Прежде чем перейти к анализу текстов, позволю себе некоторые обобщения о том, каково место Толстого в истории идей.
Толстой не хотел принять идеи прогресса, и особенно трудно ему было примириться с секуляризацией. Когда он начал писать, в 1850-е годы, Толстой вступил в интеллектуальный контекст, в котором все большее место занимали внерелигиозные формы представлений о природе человека. Во многих отношениях точкой отсчета для него был Руссо. У историков идей принято говорить о Руссо как о поворотном пункте в истории форм самоповествования, соотнося его с Августином: Руссо (в «Исповеди» и в «Исповедании веры Савойского викария») создал секулярную модель письма о себе и своем «я», но такой тип автоописания получает смысл только на фоне более ранних религиозных форм самоповествования, таких как «Исповедь» Августина. В этой книге я стараюсь вписать Толстого в эту траекторию. Как я стараюсь показать, Толстой в своей «Исповеди», религиозных трактатах и поздних дневниках предпринял последовательную и сознательную попытку повернуть вспять ход развития западной мысли – прогрессивный курс на секуляризацию и на индивидуальность. На пороге двадцатого века Толстой пытался ресакрализовать повествование о себе. В этом смысле его усилия были регрессивными, но, разумеется, с учетом того, что видишь только задним умом: он старался служить интересам своих современников – интересам секуляризованного человека, который был снабжен сложными литературными формами (к чему Толстой-писатель приложил руку), но оказался беззащитен перед лицом смерти.

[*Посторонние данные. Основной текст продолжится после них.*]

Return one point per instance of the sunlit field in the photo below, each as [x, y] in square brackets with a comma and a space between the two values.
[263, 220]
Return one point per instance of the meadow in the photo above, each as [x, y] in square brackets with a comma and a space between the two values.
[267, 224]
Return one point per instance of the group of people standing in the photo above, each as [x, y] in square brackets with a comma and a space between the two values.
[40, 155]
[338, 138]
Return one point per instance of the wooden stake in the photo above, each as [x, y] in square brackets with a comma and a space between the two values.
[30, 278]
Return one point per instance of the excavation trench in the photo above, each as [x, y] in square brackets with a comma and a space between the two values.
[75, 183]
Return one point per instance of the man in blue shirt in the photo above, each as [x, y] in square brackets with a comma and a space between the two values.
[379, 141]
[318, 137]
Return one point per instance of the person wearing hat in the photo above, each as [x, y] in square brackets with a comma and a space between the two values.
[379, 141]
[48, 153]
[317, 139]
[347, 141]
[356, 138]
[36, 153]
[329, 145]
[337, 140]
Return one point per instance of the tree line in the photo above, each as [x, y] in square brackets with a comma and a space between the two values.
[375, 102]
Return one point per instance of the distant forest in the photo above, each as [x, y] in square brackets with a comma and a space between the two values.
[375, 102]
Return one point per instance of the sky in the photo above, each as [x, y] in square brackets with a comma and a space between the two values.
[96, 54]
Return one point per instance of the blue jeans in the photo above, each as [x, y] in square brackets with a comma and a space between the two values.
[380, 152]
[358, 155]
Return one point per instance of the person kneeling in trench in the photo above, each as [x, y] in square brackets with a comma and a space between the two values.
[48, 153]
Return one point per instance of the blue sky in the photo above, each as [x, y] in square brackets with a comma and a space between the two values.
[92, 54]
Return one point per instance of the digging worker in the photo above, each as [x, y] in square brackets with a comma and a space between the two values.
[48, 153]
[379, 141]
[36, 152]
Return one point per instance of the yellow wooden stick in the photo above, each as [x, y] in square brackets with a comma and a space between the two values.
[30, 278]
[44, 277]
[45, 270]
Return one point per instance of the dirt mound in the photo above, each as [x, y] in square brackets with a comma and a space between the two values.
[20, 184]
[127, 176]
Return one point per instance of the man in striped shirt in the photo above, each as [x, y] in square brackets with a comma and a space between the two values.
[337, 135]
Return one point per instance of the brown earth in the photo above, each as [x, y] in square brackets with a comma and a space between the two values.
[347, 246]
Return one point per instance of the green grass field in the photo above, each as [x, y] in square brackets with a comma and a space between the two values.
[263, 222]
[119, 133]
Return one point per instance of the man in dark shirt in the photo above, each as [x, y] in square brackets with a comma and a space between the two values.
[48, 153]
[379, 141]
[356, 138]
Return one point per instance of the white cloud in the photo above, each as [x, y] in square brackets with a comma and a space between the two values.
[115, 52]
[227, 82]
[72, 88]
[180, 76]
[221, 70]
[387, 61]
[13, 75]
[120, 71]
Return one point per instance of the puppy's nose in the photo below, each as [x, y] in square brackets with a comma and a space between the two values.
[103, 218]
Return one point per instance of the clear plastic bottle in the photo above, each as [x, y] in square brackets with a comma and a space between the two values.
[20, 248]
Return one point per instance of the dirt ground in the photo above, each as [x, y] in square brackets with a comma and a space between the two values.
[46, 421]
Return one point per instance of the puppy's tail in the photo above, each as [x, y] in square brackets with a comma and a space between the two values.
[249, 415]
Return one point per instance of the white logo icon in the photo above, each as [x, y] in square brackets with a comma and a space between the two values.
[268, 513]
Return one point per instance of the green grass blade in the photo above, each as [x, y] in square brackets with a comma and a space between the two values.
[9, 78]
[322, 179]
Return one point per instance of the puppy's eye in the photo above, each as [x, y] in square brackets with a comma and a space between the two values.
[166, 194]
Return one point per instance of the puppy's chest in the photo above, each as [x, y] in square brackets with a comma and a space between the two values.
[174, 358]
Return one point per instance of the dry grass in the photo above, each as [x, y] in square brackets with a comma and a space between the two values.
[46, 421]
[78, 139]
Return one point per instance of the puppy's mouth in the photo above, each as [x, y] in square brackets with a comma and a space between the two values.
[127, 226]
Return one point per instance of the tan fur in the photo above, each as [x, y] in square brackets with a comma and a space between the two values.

Нет сомнения, что нехудожественные писания Толстого, как частные (дневники и письма), так и публичные (трактаты и автобиографические фрагменты), воспринимаются читателем как значительные именно благодаря репутации Толстого-художника, прославленного автора «Войны и мира» и «Анны Карениной».
Принято говорить о двух Толстых – Толстом-художнике и Толстом-моралисте. Делались и попытки примирить двух Толстых. Так, исследователи утверждали, что все творчество Толстого, раннее и позднее, художественное и нехудожественное, объединено серией мотивов и эмблематических образов, утверждающих его философскую и религиозную позицию[11]. Владимир Набоков (выступая как профессор русской литературы) сказал о Толстом-мыслителе, что ему хотелось бы «запереть его в каменном доме на необитаемом острове с бутылью чернил и стопками бумаги, подальше от всяких этических и педагогических „вопросов“, на которые он отвлекался, вместо того чтобы любоваться завитками темных волос на шее Анны Карениной»[12]. Мне же представляется, что, запертый на необитаемом острове с бутылью чернил и стопками бумаги, Толстой, не отвлекаясь на романы, писал бы дневник.
Но вся штука в том, что Толстой писал то одно, то другое. И мне кажется, что писать о себе от первого лица – это акт, который принципиальным образом отличается от художественной репрезентации образа или концепции «я» в романе или рассказе. Именно таким актам самоповествования – писанию того, «Кто я, что я?» – посвящена эта книга.